Opposition fordert Rücktritt
Am 1. April beschäftigt sich schließlich das Parlament mit dem Thema. Ausgangspunkt ist eine Motion aus der Feder von Michel Wolter, in der er neben einer unabhängigen wissenschaftlichen Untersuchung der Ereignisse in den Seniorenheimen auch ein externes Audit über die sanitären Maßnahmen in den Strukturen, die Prozeduren im Familienministerium und die Schaffung eines „Comité de pilotage“fordert. Die Mehrheitsparteien lehnen dies ab und bringen eine eigene Motion ein, die sich auf die wissenschaftliche Untersuchung beschränkt, ein externen Audit aber nicht in Betracht zieht. Diese Motion wird mit 31 Stimmen angenommen.

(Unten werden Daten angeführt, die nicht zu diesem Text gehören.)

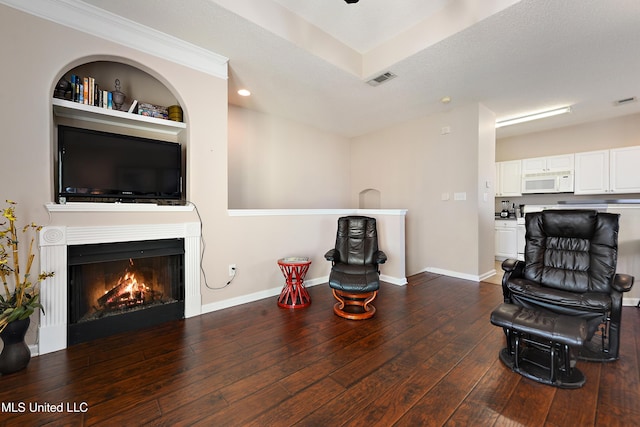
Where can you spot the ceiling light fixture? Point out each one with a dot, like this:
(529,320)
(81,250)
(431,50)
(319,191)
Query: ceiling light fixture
(535,116)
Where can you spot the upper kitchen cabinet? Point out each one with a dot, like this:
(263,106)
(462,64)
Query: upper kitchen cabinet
(592,172)
(624,175)
(608,171)
(548,164)
(508,178)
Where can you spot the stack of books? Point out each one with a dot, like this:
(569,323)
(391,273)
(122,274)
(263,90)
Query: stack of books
(85,90)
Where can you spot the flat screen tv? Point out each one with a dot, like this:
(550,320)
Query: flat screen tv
(108,167)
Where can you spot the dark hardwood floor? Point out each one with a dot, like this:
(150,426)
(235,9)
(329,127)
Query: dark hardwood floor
(428,357)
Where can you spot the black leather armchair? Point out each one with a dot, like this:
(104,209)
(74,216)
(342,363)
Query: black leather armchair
(570,269)
(355,276)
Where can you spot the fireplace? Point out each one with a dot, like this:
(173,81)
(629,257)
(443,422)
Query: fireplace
(57,241)
(124,286)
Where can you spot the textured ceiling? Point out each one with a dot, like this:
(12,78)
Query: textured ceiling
(530,56)
(364,25)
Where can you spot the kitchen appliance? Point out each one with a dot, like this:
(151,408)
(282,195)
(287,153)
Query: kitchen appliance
(504,213)
(548,182)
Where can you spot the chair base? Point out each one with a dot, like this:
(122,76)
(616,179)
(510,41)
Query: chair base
(354,306)
(534,364)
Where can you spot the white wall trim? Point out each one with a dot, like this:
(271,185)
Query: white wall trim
(297,212)
(92,20)
(456,274)
(273,292)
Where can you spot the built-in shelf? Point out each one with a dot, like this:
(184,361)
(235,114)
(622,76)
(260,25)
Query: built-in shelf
(90,113)
(116,207)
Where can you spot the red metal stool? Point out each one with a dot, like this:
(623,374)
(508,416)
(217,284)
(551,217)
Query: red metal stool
(294,294)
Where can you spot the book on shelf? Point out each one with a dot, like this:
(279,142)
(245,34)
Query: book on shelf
(85,90)
(133,106)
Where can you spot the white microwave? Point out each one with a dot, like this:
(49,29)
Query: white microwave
(548,182)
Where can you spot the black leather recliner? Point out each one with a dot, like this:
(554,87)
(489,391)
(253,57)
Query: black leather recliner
(355,276)
(570,269)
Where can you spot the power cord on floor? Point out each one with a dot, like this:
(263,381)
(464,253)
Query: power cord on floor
(202,241)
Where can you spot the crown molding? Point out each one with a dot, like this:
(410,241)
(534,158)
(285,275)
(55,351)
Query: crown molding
(109,26)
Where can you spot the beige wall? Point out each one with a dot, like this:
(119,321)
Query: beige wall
(412,165)
(278,164)
(34,64)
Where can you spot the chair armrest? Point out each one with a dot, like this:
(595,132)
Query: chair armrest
(622,282)
(380,257)
(331,255)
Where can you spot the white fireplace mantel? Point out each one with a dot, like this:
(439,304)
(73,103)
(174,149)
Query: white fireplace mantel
(54,240)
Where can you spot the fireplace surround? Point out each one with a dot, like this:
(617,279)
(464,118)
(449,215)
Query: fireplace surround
(123,286)
(54,244)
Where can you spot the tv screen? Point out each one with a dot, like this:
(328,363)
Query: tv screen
(103,166)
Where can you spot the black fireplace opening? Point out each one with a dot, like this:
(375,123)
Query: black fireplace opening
(124,286)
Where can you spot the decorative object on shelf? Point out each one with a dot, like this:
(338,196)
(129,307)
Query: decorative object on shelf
(175,113)
(150,110)
(21,296)
(63,89)
(118,96)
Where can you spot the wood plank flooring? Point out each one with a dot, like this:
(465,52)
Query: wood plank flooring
(428,357)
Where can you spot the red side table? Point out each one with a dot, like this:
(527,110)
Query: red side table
(294,294)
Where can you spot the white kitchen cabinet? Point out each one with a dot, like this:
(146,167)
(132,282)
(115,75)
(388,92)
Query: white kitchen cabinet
(506,239)
(592,172)
(608,171)
(508,178)
(624,170)
(548,164)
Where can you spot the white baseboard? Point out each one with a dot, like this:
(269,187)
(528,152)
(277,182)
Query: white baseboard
(272,292)
(458,275)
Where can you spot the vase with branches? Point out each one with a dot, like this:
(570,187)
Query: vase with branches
(21,296)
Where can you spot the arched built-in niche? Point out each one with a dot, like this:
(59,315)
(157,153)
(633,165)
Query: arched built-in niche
(369,199)
(137,84)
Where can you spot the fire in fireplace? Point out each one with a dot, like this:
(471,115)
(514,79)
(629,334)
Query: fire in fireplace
(119,287)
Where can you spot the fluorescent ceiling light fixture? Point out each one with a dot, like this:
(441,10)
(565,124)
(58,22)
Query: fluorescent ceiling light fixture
(534,116)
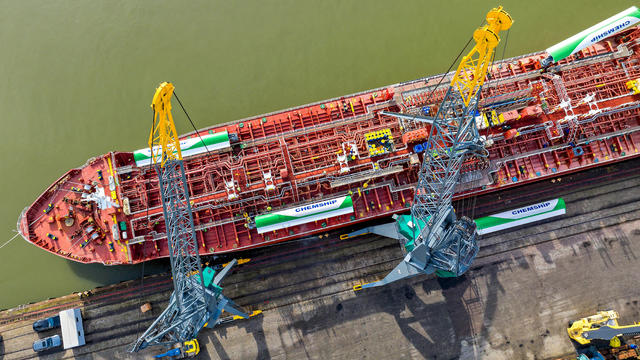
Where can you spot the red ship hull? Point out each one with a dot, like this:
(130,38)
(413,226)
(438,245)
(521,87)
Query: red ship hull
(546,124)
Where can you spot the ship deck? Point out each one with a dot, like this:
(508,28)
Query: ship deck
(577,115)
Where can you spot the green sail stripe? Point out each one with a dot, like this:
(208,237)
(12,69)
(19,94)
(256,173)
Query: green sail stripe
(592,35)
(207,140)
(278,218)
(491,221)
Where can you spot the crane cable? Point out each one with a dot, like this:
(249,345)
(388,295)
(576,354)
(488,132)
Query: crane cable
(474,198)
(192,125)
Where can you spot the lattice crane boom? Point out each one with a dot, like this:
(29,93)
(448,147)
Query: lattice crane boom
(433,237)
(197,298)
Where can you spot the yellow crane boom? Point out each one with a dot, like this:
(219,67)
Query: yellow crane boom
(163,139)
(473,68)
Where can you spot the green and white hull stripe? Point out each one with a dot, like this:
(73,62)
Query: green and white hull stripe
(594,34)
(304,214)
(520,216)
(189,147)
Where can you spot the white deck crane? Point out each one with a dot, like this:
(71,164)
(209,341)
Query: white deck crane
(197,296)
(434,238)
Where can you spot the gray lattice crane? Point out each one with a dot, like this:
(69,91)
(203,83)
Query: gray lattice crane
(197,297)
(434,238)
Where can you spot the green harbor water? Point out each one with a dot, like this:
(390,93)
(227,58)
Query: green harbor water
(77,77)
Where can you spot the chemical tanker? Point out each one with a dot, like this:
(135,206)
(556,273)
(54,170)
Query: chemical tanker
(309,169)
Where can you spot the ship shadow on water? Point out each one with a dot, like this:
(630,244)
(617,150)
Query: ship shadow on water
(107,275)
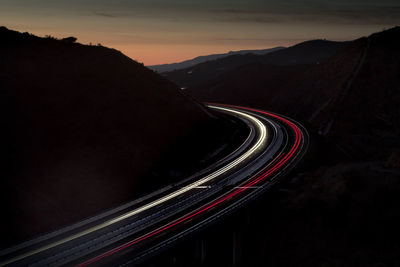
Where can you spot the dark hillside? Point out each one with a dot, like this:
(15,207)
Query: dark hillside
(83,128)
(341,207)
(306,53)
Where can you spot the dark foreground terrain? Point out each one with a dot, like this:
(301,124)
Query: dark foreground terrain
(341,207)
(85,128)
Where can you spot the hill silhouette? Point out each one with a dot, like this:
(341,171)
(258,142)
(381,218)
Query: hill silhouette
(207,73)
(341,207)
(197,60)
(86,128)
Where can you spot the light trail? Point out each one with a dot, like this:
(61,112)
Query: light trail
(250,184)
(259,144)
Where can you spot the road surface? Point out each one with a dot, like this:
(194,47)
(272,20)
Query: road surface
(130,233)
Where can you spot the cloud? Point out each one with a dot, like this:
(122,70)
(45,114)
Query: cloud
(372,14)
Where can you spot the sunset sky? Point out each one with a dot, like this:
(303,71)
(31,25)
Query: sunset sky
(166,31)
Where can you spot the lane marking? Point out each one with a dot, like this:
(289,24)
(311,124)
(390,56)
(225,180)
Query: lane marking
(226,197)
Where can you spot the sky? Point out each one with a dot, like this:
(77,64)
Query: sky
(167,31)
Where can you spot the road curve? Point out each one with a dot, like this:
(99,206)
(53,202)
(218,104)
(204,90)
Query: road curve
(275,144)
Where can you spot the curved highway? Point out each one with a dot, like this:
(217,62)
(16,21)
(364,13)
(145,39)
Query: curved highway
(136,230)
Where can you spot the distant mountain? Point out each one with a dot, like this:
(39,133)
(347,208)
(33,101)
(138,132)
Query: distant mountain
(191,62)
(347,189)
(352,97)
(85,128)
(310,52)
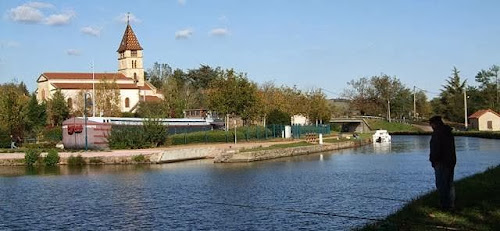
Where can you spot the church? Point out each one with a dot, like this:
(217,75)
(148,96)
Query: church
(129,79)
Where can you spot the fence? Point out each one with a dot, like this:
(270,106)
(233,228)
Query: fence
(298,131)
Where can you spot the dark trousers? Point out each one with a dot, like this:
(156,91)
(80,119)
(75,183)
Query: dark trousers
(444,185)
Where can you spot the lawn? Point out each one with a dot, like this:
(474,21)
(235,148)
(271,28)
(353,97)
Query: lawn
(477,208)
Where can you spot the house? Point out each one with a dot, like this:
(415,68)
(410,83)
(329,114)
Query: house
(485,120)
(133,87)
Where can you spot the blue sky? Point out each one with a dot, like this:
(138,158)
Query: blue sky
(309,44)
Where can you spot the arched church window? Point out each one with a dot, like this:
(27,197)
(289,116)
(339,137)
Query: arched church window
(70,103)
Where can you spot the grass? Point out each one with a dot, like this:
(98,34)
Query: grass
(477,208)
(391,127)
(278,146)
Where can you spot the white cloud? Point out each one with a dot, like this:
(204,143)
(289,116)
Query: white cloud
(219,32)
(25,14)
(39,5)
(9,44)
(60,19)
(123,18)
(183,34)
(31,13)
(73,52)
(91,31)
(223,19)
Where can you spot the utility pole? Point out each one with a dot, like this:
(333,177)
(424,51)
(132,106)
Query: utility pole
(93,90)
(389,110)
(465,107)
(414,104)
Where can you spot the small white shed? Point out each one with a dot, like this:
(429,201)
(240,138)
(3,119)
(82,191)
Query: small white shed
(485,120)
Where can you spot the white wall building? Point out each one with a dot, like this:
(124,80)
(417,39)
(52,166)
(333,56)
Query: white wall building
(485,120)
(129,78)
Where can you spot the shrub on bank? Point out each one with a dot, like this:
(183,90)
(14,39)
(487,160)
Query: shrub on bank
(76,160)
(52,158)
(139,158)
(53,135)
(151,134)
(95,160)
(127,137)
(31,156)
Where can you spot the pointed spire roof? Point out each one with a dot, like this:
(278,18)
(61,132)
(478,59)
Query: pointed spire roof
(129,41)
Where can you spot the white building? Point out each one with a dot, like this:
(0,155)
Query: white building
(129,78)
(485,120)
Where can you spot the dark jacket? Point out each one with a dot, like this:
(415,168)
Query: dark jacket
(443,147)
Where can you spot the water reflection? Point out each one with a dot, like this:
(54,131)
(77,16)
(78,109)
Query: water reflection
(369,181)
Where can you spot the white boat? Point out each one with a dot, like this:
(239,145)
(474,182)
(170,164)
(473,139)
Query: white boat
(381,136)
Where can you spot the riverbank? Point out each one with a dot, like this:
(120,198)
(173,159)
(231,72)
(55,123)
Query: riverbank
(477,208)
(482,134)
(237,156)
(177,153)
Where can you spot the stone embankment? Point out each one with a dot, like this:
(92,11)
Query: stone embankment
(221,153)
(235,156)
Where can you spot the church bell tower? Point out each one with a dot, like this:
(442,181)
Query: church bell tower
(130,57)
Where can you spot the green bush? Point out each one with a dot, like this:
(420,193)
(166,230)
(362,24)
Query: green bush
(218,136)
(127,137)
(52,158)
(95,160)
(53,134)
(4,138)
(42,145)
(31,156)
(155,133)
(139,158)
(76,160)
(278,117)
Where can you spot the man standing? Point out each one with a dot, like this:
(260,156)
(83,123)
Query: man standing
(443,159)
(12,142)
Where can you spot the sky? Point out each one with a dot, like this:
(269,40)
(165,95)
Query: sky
(308,44)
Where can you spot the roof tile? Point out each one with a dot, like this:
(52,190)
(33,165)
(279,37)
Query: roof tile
(479,113)
(129,41)
(86,76)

Daraufhin verlangt die Opposition geschlossen den Rücktritt von Familienministerin Corinne Cahen. Die entsprechende Motion wird mit den Stimmen der Mehrheitsparteien am Ende einer über weite Strecken sehr ruppig und unsachlich geführten Debatte verworfen. Cahen selbst geht in ihrer gut 20-minütigen Rede übrigens nicht auf die Vorwürfe ein. Sie trägt stattdessen vor, welche Maßnahmen wann und von wem ergriffen wurden.
Waringo soll es richten
Am 20. April betraut die Regierung schließlich den langjährigen Direktor der Generalinspektion der Finanzen Jeannot Waringo mit der Aufarbeitung. Er soll als Generalkoordinator die Arbeitsgruppe leiten, die die Infektionsherde in den Altersheimen untersucht. Waringo ist unumstritten, auch die Opposition ist mit der Personalie einverstanden. 2019 hatte er bereits im Auftrag der Regierung die Situation am großherzoglichen Hof untersucht.